Perquisizione personale

1. I detenuti e gli internati possono essere sottoposti a perquisizione personale per motivi di sicurezza.

2. La perquisizione personale deve essere effettuata nel pieno rispetto della personalità.

Rassegna di giurisprudenza

L’esigenza di eseguire perquisizioni personali sui detenuti, da parte dell’amministrazione penitenziaria, è connaturale allo stato di detenzione, in quanto finalizzata a impedire che il detenuto - del quale l’amministrazione è responsabile - rechi danno a sé od altri, ovvero commetta reati (Corte costituzionale, sentenza 526/2000).

Il potere di perquisizione dei detenuti “non è senza limiti, né con riguardo ai presupposti, né con riguardo alle modalità del suo esercizio”, e la garanzia del rispetto di tali limiti, sia di quelli “esterni” del potere esercitato che di quelli “interni” inerenti alla congruità dell’atto rispetto al fine cui è diretto, richiede che le misure siano soggette a “pieno controllo giurisdizionale (Corte costituzionale, sentenza 526/2000).

Non è lesivo della dignità umana del detenuto il controllo delle sue scarpe compiuto con il metal detector (Sez. 7, 38365/2019).

Le perquisizioni personali per motivi di sicurezza di cui all’art. 34 sono legittime, rientrando nel sacrificio della libertà personale derivante dallo stato detentivo, a condizione che vengano eseguite nel rispetto dei diritti del detenuto (Sez. 7, 10256/2015).

L’ordinaria perquisizione personale del detenuto, in regime di sorveglianza speciale ex art. 41-bis e quindi già sottoposto a particolari limitazioni e permanenti forme di controllo, è congrua alle finalità di sicurezza richieste in occasione del suo accesso alla sala per le videoconferenze (Sez. 1, 10076/2015).
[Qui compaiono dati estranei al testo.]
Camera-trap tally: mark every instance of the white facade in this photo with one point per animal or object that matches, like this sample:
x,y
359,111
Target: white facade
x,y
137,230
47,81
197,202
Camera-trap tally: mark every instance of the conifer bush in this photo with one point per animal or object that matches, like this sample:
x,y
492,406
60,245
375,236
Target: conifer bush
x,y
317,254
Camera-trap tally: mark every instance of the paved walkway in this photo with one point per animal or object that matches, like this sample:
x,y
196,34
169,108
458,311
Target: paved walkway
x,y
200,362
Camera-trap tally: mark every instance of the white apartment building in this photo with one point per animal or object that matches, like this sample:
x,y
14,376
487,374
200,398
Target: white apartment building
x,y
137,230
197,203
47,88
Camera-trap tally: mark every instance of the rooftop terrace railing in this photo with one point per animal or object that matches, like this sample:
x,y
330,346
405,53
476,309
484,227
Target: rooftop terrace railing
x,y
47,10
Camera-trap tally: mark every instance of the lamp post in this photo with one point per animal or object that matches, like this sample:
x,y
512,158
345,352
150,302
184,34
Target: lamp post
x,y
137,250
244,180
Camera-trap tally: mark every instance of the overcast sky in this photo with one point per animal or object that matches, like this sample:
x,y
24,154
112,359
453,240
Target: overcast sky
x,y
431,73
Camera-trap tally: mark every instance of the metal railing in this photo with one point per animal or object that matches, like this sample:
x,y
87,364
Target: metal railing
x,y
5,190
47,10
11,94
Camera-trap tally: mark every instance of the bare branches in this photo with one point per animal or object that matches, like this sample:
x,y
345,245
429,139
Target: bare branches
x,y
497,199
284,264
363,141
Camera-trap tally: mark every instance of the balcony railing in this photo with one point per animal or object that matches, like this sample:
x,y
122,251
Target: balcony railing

Non costituisce legittimo impedimento a comparire all’udienza il rifiuto dell’imputato detenuto di sottoporsi, prima dell’ingresso nell’aula delle videoconferenze, a perquisizione (nella specie mediante denudamento), se la perquisizione è legittimamente disposta (Sez. 2, 38766/2006), equivalendo il suo diniego di consentire agli adempimenti previsti dalla legge (nella specie perquisizione in vista della traduzione) a comportamento inequivocabilmente indicativo della volontà di non presenziare all’udienza (Sez. 2, 486/1999), mentre - ai fini del giudizio sull’impedimento a comparire- l’eventuale illegittimità della perquisizione non può essere oggetto di accertamento incidentale nel giudizio di cassazione, implicando valutazioni di fatto, e deve essere accertata nelle competenti sedi giurisdizionali di merito (Sez. 1, 10076/2015).